The United States Power Squadrons (USPS) also provides a free in-person course on public boating that is offered at locations across Alaska, free of charge. These courses teach hands-on boating skills to help boaters of all experience levels learn more about the water.
Multiple online boaters safety course programs have also been approved by the Office of Boating Safety. These courses generally last between four and eight hours, but can be completed at the chosen pace of the student. Online courses offer the same type of NASBLA-approved certification as in-person programs.
Once completed, students of any boating course should be familiar with how to safely operate a variety of types of water vessels and what to do in the case of an emergency. AK laws and regulations governing the waterways are also reviewed.
Renewing and Replacing an Alaska Boating License
Because no certification is obligatory in Alaska, boat operators do not need to worry about renewing or replacing licenses or certificates. Boaters who have taken an approved education program and received a card as proof of their completion can request a replacement if the card is lost or damaged by contacting the original provider of the course.
Alaska Boat Registration Basics
Boat registration with the AK Division of Motor Vehicles (DMV) is required from the owners of most types of powered water vessels based in Alaska. The DMV does not require boat title applications, however, instead using another form of water vessel identification. When a boater acquires a new boat or moves to Alaska, he or she is required to request a new water vessel registration. Registration applications are accepted in-person at local DMV offices around the state.
Upon successful registration, boat registration stickers will be provided to the vessel owner to be clearly affixed to the hull of the boat. These decals demonstrate that the water vessel is correctly registered and are necessary to avoid penalties and fines. Registration documents and decals are valid for three years from the month of purchase.
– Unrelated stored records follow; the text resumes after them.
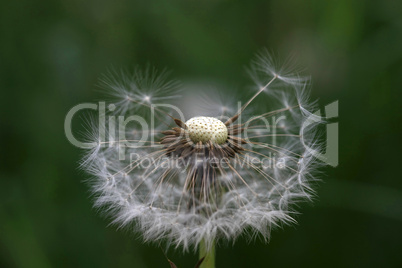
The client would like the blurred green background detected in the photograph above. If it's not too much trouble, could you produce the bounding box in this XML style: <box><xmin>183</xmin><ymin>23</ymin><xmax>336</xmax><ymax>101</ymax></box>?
<box><xmin>0</xmin><ymin>0</ymin><xmax>402</xmax><ymax>268</ymax></box>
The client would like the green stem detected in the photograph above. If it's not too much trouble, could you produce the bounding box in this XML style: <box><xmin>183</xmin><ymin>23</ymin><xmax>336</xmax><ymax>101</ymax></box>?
<box><xmin>199</xmin><ymin>240</ymin><xmax>215</xmax><ymax>268</ymax></box>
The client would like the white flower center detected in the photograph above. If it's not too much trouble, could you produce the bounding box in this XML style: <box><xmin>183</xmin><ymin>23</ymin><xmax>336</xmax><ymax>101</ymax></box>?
<box><xmin>186</xmin><ymin>116</ymin><xmax>228</xmax><ymax>144</ymax></box>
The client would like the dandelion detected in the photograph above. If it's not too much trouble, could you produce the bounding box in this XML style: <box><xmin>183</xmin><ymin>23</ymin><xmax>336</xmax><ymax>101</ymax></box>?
<box><xmin>82</xmin><ymin>52</ymin><xmax>320</xmax><ymax>267</ymax></box>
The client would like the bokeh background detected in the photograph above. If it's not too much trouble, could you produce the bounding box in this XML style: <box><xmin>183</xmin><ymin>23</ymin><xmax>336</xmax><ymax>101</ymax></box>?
<box><xmin>0</xmin><ymin>0</ymin><xmax>402</xmax><ymax>268</ymax></box>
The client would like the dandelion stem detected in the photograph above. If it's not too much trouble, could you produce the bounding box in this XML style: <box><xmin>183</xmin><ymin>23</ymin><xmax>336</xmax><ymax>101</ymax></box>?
<box><xmin>199</xmin><ymin>240</ymin><xmax>215</xmax><ymax>268</ymax></box>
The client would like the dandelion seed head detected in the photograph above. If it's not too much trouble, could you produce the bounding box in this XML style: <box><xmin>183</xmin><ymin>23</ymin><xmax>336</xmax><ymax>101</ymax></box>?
<box><xmin>82</xmin><ymin>51</ymin><xmax>321</xmax><ymax>250</ymax></box>
<box><xmin>186</xmin><ymin>116</ymin><xmax>228</xmax><ymax>144</ymax></box>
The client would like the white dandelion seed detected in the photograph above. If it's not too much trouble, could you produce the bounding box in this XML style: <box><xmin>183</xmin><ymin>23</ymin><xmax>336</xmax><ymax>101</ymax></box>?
<box><xmin>82</xmin><ymin>50</ymin><xmax>320</xmax><ymax>255</ymax></box>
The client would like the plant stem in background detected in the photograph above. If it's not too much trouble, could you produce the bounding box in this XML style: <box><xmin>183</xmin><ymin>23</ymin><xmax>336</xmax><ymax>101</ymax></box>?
<box><xmin>200</xmin><ymin>240</ymin><xmax>215</xmax><ymax>268</ymax></box>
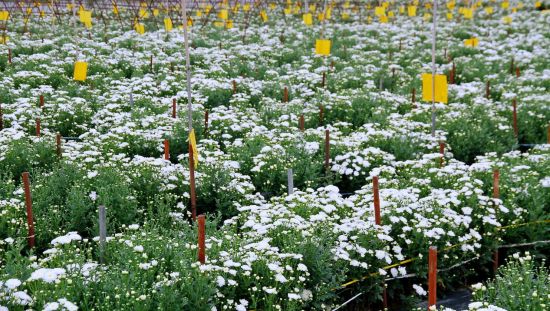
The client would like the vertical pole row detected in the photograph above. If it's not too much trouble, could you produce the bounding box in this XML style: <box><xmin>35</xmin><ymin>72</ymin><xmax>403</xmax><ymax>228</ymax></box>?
<box><xmin>428</xmin><ymin>246</ymin><xmax>437</xmax><ymax>310</ymax></box>
<box><xmin>325</xmin><ymin>129</ymin><xmax>330</xmax><ymax>173</ymax></box>
<box><xmin>512</xmin><ymin>98</ymin><xmax>519</xmax><ymax>139</ymax></box>
<box><xmin>372</xmin><ymin>176</ymin><xmax>381</xmax><ymax>225</ymax></box>
<box><xmin>493</xmin><ymin>169</ymin><xmax>500</xmax><ymax>273</ymax></box>
<box><xmin>164</xmin><ymin>139</ymin><xmax>170</xmax><ymax>160</ymax></box>
<box><xmin>22</xmin><ymin>172</ymin><xmax>34</xmax><ymax>248</ymax></box>
<box><xmin>99</xmin><ymin>205</ymin><xmax>107</xmax><ymax>263</ymax></box>
<box><xmin>197</xmin><ymin>215</ymin><xmax>206</xmax><ymax>264</ymax></box>
<box><xmin>286</xmin><ymin>168</ymin><xmax>294</xmax><ymax>195</ymax></box>
<box><xmin>55</xmin><ymin>133</ymin><xmax>62</xmax><ymax>158</ymax></box>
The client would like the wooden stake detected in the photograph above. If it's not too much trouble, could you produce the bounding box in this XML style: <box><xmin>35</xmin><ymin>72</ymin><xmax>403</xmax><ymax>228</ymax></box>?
<box><xmin>164</xmin><ymin>139</ymin><xmax>170</xmax><ymax>160</ymax></box>
<box><xmin>172</xmin><ymin>98</ymin><xmax>177</xmax><ymax>119</ymax></box>
<box><xmin>439</xmin><ymin>141</ymin><xmax>445</xmax><ymax>168</ymax></box>
<box><xmin>99</xmin><ymin>205</ymin><xmax>107</xmax><ymax>263</ymax></box>
<box><xmin>325</xmin><ymin>129</ymin><xmax>330</xmax><ymax>172</ymax></box>
<box><xmin>198</xmin><ymin>215</ymin><xmax>206</xmax><ymax>264</ymax></box>
<box><xmin>36</xmin><ymin>118</ymin><xmax>40</xmax><ymax>137</ymax></box>
<box><xmin>22</xmin><ymin>172</ymin><xmax>34</xmax><ymax>248</ymax></box>
<box><xmin>372</xmin><ymin>176</ymin><xmax>381</xmax><ymax>226</ymax></box>
<box><xmin>428</xmin><ymin>246</ymin><xmax>437</xmax><ymax>310</ymax></box>
<box><xmin>55</xmin><ymin>133</ymin><xmax>61</xmax><ymax>158</ymax></box>
<box><xmin>512</xmin><ymin>98</ymin><xmax>519</xmax><ymax>139</ymax></box>
<box><xmin>189</xmin><ymin>143</ymin><xmax>197</xmax><ymax>221</ymax></box>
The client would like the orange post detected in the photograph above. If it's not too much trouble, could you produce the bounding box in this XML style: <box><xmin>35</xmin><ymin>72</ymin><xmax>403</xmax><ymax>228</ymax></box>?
<box><xmin>512</xmin><ymin>98</ymin><xmax>519</xmax><ymax>139</ymax></box>
<box><xmin>198</xmin><ymin>215</ymin><xmax>206</xmax><ymax>264</ymax></box>
<box><xmin>439</xmin><ymin>141</ymin><xmax>445</xmax><ymax>167</ymax></box>
<box><xmin>325</xmin><ymin>129</ymin><xmax>330</xmax><ymax>172</ymax></box>
<box><xmin>22</xmin><ymin>172</ymin><xmax>34</xmax><ymax>248</ymax></box>
<box><xmin>204</xmin><ymin>109</ymin><xmax>208</xmax><ymax>133</ymax></box>
<box><xmin>164</xmin><ymin>139</ymin><xmax>170</xmax><ymax>160</ymax></box>
<box><xmin>428</xmin><ymin>246</ymin><xmax>437</xmax><ymax>310</ymax></box>
<box><xmin>55</xmin><ymin>133</ymin><xmax>61</xmax><ymax>158</ymax></box>
<box><xmin>36</xmin><ymin>118</ymin><xmax>40</xmax><ymax>137</ymax></box>
<box><xmin>189</xmin><ymin>143</ymin><xmax>197</xmax><ymax>221</ymax></box>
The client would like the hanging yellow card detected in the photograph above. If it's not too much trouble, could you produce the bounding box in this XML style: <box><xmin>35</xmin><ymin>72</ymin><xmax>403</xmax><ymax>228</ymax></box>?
<box><xmin>80</xmin><ymin>10</ymin><xmax>92</xmax><ymax>24</ymax></box>
<box><xmin>73</xmin><ymin>62</ymin><xmax>88</xmax><ymax>81</ymax></box>
<box><xmin>164</xmin><ymin>17</ymin><xmax>174</xmax><ymax>31</ymax></box>
<box><xmin>134</xmin><ymin>23</ymin><xmax>145</xmax><ymax>35</ymax></box>
<box><xmin>0</xmin><ymin>11</ymin><xmax>10</xmax><ymax>21</ymax></box>
<box><xmin>407</xmin><ymin>5</ymin><xmax>416</xmax><ymax>17</ymax></box>
<box><xmin>302</xmin><ymin>13</ymin><xmax>313</xmax><ymax>26</ymax></box>
<box><xmin>315</xmin><ymin>39</ymin><xmax>330</xmax><ymax>56</ymax></box>
<box><xmin>422</xmin><ymin>73</ymin><xmax>448</xmax><ymax>104</ymax></box>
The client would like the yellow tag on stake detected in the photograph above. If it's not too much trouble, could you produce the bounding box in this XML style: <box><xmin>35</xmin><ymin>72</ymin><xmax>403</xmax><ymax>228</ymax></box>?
<box><xmin>422</xmin><ymin>73</ymin><xmax>448</xmax><ymax>104</ymax></box>
<box><xmin>74</xmin><ymin>62</ymin><xmax>88</xmax><ymax>81</ymax></box>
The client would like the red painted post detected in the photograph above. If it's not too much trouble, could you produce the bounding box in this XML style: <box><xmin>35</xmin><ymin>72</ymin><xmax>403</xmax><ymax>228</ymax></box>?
<box><xmin>493</xmin><ymin>169</ymin><xmax>500</xmax><ymax>273</ymax></box>
<box><xmin>325</xmin><ymin>129</ymin><xmax>330</xmax><ymax>172</ymax></box>
<box><xmin>204</xmin><ymin>109</ymin><xmax>208</xmax><ymax>133</ymax></box>
<box><xmin>512</xmin><ymin>98</ymin><xmax>519</xmax><ymax>139</ymax></box>
<box><xmin>189</xmin><ymin>144</ymin><xmax>197</xmax><ymax>221</ymax></box>
<box><xmin>439</xmin><ymin>141</ymin><xmax>445</xmax><ymax>167</ymax></box>
<box><xmin>22</xmin><ymin>172</ymin><xmax>34</xmax><ymax>248</ymax></box>
<box><xmin>428</xmin><ymin>246</ymin><xmax>437</xmax><ymax>310</ymax></box>
<box><xmin>164</xmin><ymin>139</ymin><xmax>170</xmax><ymax>160</ymax></box>
<box><xmin>298</xmin><ymin>114</ymin><xmax>305</xmax><ymax>132</ymax></box>
<box><xmin>55</xmin><ymin>133</ymin><xmax>61</xmax><ymax>158</ymax></box>
<box><xmin>36</xmin><ymin>118</ymin><xmax>40</xmax><ymax>137</ymax></box>
<box><xmin>198</xmin><ymin>215</ymin><xmax>206</xmax><ymax>264</ymax></box>
<box><xmin>372</xmin><ymin>176</ymin><xmax>381</xmax><ymax>225</ymax></box>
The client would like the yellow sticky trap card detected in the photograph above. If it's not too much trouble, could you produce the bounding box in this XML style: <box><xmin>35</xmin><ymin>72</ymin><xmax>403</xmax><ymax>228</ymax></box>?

Alaska Boating Rules and Regulations
Boating rules in Alaska were created with the safety of both the citizens and the protection of the state’s natural resources in mind. As a result, AK boating regulations govern how boat operators are allowed to use their vessels in various types of areas, how they must interact with other boaters and navigational challenges, what to do in an emergency and more.
Being familiar with AK boating laws is essential for safe boating and for avoiding trouble with the law. Some examples of commonly applied boating requirements that all operators of water vessels in Alaska should be aware of include:
- All water vessels must have at least one wearable, U.S. Coast Guard (USCG)-approved life jacket on board for every person on the boat at all times.
- Passengers on all water vessels who are under 13 years of age must wear an USCG-approved life jacket securely fastened at all times when on an open boat or being towed.
- All water vessels 16 feet in length or longer must have at least one throwable USCG-approved personal flotation device.
- All life jackets must fit appropriately according to the age, weight and activity of expected occupants and be in proper, usable condition.
- All water vessels with a motor, living space, enclosed storage, etc. must have at least one Type B-1 fire extinguisher on board.
- All motorized watercraft and sailboats must display the necessary navigation lights at an appropriate strength from sunset to sunrise and during restricted visibility.
- Driving while intoxicated on drugs or alcohol is strictly prohibited in Alaska. Boaters found operating a boat while impaired will face criminal charges.
Alaska Boating License Fees
The price of boating education depends on which course the boater has signed up for. Most in-person programs offered by the state are free, though some can cost up to $50. Online education programs generally carry an enrollment fee of $20 to $30, but free options can usually be found.